Gemeenschappelijk is dat de auteur over zijn/haar familie schrijft en die beschrijving in een historische context plaatst. We zien daarbij twee benaderingen; de eerste wil aan de hand van de lotgevallen in de familie maatschappijgeschiedenis schrijven (Maks De eeuw van mijn vader), de tweede wil vooral de lotgevallen van de familie beschrijven tegen de achtergrond van belangrijke historische gebeurtenissen (Koelemeijers Het zwijgen van Maria Zachea).
Dat het genre zo populair is heeft ongetwijfeld te maken met de grote belangstelling voor geschiedenis en voor persoonlijke verhalen. De familiekroniek combineert die twee aspecten. Bovendien lezen mensen graag waargebeurde verhalen.
Jan Konst woont al meer dan twintig jaar in Duitsland, hij is getrouwd met een Duitse vrouw. Hij is in de archieven van zijn schoonfamilie gedoken, waar documenten opgeslagen lagen die vier generaties omvatten. Aan de hand daarvan heeft hij het leven van zijn schoonfamilie gereconstrueerd. In de beschrijving van die vier generaties weet hij een mooi evenwicht aan te brengen tussen de persoonlijke lotgevallen van de familieleden en de maatschappelijke ontwikkelingen waarmee zij te maken kregen. Vooral die laatste behandelt hij heel geserreerd, hij geeft precies voldoende informatie om te kunnen laten zien welke invloed die hebben gehad op het dagelijkse leven van de familieleden. Dat is knap gedaan, vooral omdat veel kennis over het Duitsland van de twintigste eeuw algemeen bekend is. Daarnaast presenteert hij feiten op microniveau die niet algemeen bekend zijn maar die grote invloed hadden op het leven in Duitsland en op de familieleden in het bijzonder.
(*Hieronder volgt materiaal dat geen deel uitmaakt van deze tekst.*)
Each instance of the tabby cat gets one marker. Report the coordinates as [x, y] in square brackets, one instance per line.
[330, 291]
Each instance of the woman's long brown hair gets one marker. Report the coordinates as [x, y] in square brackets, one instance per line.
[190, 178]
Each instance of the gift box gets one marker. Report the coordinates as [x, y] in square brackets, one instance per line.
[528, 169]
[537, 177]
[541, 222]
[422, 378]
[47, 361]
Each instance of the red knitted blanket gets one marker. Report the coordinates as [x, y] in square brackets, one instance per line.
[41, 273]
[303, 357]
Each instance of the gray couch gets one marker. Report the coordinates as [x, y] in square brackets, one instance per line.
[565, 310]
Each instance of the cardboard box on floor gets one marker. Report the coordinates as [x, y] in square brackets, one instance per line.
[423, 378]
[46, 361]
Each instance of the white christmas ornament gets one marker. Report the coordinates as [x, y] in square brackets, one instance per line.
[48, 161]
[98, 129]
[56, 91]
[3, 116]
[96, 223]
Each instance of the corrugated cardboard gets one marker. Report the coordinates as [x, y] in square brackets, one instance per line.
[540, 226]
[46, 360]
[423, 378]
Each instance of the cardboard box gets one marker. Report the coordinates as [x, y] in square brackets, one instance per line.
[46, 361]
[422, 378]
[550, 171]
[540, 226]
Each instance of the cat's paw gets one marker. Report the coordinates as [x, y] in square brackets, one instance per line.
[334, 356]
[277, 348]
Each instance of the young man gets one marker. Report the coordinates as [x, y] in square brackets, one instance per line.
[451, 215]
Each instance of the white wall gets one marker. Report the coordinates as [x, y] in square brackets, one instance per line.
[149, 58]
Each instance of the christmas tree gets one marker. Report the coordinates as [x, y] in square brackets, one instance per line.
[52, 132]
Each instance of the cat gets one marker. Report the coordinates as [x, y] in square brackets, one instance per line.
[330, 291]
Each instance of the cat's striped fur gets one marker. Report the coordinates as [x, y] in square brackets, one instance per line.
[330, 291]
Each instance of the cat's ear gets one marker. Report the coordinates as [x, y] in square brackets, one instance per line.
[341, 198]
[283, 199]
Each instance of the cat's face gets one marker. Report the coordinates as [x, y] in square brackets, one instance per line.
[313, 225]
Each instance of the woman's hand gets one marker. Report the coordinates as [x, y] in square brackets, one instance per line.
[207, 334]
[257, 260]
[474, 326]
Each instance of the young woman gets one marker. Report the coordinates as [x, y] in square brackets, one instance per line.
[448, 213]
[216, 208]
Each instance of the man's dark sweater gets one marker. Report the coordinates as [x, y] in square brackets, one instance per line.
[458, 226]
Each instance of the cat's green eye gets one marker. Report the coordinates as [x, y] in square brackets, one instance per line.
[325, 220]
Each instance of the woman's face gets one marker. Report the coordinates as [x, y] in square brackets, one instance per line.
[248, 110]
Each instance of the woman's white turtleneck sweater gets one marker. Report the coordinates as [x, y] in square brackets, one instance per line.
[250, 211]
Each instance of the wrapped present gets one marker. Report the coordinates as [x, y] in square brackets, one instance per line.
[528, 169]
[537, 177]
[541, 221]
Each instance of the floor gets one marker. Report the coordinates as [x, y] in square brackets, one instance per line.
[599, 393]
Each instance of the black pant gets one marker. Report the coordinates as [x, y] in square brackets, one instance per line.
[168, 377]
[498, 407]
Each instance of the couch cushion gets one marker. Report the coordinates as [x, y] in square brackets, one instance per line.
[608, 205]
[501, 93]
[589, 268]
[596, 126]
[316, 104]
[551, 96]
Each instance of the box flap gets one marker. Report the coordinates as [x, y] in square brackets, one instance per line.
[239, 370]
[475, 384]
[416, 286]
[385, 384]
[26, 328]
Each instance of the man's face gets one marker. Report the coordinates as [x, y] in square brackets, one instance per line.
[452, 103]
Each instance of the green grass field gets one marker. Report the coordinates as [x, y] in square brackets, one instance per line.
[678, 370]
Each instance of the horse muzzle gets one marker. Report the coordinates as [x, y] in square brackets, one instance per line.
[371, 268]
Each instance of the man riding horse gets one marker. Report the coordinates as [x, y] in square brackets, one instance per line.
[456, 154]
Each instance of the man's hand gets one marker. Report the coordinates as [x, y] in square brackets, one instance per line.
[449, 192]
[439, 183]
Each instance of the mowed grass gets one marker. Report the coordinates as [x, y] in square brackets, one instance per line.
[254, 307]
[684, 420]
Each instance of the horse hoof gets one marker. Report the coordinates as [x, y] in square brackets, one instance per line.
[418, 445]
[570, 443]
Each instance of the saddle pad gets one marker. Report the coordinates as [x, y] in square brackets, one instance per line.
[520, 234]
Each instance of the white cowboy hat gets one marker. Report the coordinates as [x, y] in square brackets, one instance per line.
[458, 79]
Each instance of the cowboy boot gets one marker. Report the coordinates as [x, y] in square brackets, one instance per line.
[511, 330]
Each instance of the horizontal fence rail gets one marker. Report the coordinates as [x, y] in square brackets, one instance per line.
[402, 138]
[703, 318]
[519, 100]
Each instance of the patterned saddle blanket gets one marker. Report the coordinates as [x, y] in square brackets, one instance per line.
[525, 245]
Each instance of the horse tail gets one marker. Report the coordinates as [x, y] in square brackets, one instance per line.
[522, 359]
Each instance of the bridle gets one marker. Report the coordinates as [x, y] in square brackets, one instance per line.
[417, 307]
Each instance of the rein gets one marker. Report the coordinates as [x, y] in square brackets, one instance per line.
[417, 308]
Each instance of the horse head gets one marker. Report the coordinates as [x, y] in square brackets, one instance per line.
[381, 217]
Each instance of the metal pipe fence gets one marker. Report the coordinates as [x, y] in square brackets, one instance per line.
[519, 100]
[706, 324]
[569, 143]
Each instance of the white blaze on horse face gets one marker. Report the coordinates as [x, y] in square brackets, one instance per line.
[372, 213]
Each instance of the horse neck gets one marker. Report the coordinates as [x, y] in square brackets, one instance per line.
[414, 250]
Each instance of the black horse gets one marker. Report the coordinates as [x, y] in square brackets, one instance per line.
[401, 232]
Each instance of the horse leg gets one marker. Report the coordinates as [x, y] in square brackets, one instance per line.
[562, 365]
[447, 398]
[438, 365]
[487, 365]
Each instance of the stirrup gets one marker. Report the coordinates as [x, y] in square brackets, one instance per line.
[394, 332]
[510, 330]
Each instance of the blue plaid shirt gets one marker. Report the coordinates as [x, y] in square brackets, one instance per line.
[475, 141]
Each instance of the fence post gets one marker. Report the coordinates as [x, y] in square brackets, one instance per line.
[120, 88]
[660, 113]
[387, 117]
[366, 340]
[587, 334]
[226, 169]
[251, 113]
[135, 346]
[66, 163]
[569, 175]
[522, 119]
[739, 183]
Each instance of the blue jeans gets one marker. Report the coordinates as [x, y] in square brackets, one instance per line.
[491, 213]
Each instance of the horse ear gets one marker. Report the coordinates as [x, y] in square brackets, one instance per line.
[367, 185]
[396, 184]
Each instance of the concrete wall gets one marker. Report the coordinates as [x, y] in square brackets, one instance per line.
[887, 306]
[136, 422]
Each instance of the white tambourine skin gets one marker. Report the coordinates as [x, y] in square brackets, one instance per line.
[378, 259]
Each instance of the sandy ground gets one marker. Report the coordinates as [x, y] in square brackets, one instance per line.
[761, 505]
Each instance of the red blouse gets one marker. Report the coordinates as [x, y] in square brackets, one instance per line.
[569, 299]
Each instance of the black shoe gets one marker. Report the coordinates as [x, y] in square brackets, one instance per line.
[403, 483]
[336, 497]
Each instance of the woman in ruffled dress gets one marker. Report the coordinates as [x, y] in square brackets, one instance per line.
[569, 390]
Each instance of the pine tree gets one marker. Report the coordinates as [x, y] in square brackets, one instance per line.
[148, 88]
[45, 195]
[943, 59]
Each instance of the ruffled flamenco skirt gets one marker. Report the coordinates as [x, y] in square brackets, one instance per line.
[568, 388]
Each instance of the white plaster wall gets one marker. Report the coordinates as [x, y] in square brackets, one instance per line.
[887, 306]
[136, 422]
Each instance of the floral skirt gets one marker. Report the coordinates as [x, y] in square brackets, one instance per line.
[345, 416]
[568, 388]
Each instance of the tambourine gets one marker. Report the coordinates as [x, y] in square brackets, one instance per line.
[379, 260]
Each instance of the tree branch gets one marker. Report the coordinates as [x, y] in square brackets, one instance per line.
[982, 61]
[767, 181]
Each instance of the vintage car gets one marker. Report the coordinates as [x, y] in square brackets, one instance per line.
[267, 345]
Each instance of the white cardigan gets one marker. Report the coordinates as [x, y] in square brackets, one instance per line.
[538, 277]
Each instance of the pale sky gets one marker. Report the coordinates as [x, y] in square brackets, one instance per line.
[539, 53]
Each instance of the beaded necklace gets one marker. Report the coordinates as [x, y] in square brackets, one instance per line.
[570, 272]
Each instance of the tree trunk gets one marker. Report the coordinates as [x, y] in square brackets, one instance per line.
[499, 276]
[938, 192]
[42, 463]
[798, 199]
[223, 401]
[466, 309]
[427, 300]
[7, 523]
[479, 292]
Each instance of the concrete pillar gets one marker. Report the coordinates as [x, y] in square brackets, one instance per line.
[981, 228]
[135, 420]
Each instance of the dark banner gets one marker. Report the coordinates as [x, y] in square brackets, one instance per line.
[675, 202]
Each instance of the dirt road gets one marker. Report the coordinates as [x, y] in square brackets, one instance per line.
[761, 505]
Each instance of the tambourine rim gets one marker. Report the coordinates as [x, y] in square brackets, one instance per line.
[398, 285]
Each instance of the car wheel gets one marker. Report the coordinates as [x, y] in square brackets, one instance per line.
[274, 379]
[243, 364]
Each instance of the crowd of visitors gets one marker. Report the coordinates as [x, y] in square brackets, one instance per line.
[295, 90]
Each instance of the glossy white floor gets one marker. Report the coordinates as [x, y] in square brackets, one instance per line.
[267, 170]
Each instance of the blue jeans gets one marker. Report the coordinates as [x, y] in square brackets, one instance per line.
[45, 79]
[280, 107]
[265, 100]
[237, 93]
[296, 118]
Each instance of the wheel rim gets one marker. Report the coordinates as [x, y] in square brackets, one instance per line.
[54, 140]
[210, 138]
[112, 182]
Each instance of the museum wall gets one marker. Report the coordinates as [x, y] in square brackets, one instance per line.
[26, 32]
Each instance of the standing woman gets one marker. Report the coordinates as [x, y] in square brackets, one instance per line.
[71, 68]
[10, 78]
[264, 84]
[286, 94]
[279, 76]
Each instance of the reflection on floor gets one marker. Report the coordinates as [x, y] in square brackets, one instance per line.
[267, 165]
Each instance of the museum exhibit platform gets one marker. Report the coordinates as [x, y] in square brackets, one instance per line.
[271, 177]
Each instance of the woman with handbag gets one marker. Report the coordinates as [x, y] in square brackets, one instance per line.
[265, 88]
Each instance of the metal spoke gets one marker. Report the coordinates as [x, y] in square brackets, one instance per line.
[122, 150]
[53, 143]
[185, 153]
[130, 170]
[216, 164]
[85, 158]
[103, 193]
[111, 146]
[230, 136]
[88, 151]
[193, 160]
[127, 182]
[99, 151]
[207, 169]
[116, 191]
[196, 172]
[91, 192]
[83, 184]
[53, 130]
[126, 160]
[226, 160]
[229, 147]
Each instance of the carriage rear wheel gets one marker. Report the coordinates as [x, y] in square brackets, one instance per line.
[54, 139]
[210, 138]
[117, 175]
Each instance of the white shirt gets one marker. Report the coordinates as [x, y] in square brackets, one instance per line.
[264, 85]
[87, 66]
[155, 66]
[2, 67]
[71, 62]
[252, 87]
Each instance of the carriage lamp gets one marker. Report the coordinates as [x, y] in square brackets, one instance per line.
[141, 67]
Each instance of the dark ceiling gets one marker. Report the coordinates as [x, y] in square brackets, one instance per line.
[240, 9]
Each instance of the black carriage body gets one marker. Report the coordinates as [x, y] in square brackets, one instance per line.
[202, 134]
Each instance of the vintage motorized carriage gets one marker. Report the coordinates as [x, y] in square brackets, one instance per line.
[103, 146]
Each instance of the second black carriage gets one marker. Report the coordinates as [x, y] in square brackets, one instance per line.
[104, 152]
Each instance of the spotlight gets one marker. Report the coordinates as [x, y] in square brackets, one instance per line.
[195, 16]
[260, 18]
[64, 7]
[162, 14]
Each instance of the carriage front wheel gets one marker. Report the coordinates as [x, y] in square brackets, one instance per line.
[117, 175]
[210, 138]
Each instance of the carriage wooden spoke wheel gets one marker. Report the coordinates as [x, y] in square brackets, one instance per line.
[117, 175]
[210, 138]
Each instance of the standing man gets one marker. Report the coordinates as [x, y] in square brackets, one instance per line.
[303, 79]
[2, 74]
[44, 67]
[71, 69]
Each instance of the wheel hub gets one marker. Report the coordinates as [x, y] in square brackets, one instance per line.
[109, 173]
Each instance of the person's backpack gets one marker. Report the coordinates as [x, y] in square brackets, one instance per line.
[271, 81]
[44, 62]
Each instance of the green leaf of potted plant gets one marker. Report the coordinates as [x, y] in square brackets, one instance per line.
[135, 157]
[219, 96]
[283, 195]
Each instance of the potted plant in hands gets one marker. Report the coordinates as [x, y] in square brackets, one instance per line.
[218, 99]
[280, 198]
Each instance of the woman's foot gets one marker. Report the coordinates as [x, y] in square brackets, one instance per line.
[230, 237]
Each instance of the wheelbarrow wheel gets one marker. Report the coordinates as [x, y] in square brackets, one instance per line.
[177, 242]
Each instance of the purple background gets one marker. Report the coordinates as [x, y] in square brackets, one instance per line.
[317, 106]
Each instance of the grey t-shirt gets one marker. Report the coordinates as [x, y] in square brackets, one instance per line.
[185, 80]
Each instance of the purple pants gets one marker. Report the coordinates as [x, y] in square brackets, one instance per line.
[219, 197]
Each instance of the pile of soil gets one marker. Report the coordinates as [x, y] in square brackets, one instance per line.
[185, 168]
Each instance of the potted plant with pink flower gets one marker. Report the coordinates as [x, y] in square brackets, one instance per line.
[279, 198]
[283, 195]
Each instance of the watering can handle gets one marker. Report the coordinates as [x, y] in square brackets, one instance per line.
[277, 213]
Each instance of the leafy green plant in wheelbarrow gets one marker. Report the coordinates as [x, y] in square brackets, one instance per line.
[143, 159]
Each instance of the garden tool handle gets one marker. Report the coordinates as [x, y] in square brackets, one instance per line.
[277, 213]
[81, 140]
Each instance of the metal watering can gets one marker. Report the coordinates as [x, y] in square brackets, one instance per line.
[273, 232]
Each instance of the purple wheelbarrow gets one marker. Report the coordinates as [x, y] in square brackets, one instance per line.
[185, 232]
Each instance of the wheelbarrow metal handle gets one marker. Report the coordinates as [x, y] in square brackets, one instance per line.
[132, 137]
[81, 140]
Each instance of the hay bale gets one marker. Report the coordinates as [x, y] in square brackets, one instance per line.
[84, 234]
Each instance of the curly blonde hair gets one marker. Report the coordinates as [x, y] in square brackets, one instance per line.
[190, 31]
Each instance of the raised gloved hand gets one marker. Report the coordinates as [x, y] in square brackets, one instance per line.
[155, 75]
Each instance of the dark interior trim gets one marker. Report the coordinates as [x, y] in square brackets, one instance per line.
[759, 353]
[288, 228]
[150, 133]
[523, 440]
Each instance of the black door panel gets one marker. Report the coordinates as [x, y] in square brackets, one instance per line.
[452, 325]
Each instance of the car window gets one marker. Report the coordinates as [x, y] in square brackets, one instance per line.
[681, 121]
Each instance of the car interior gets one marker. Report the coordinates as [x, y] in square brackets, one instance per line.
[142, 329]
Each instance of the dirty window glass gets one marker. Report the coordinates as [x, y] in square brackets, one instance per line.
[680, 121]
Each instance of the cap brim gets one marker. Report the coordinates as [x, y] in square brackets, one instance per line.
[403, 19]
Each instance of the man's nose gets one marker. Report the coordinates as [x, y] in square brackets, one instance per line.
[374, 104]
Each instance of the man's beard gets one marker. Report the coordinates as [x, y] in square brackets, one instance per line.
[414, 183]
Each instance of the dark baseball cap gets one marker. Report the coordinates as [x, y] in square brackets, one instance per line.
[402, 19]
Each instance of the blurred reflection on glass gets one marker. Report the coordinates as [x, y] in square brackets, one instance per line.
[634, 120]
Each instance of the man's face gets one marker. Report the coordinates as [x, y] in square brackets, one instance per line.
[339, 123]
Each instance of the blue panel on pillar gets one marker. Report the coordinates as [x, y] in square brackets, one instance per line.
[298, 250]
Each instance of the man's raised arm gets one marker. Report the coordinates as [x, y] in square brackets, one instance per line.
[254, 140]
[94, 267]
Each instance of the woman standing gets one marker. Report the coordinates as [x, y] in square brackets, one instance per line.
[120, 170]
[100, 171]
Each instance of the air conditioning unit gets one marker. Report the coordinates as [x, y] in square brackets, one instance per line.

Hij weet, met oog voor saillante details, de lotgevallen in de familie te verknopen met de maatschappelijke ontwikkelingen.
Vanaf het Keizerrijk (1871-1918), de Weimarrepubliek (1918-1933), de nazistische dictatuur (1933-1945), de DDR (1949-1990), de val van de Muur (1989) en de eenwording van Duitsland met Berlijn als ongedeelde hoofdstad (1990) beschrijft hij hoe zijn schoonfamilie al die gebeurtenissen heeft ondergaan, hoe zij daarop hebben gereageerd en wat het met de familie heeft gedaan. Hij leeft zich in in wat de familie in die eeuw heeft doorstaan. Interessant is dat het hier gaat om gewone mensen die geen enkele invloed hadden op wat hen overkwam maar er mee om moesten zien te gaan. Steeds opnieuw moesten zij zich zien te verhouden tot wat er gebeurde, dienden zij keuzes te maken tussen principiële standpunten zoals bijvoorbeeld het verwerpen van het nazisme of uit lijfsbehoud partijlid worden.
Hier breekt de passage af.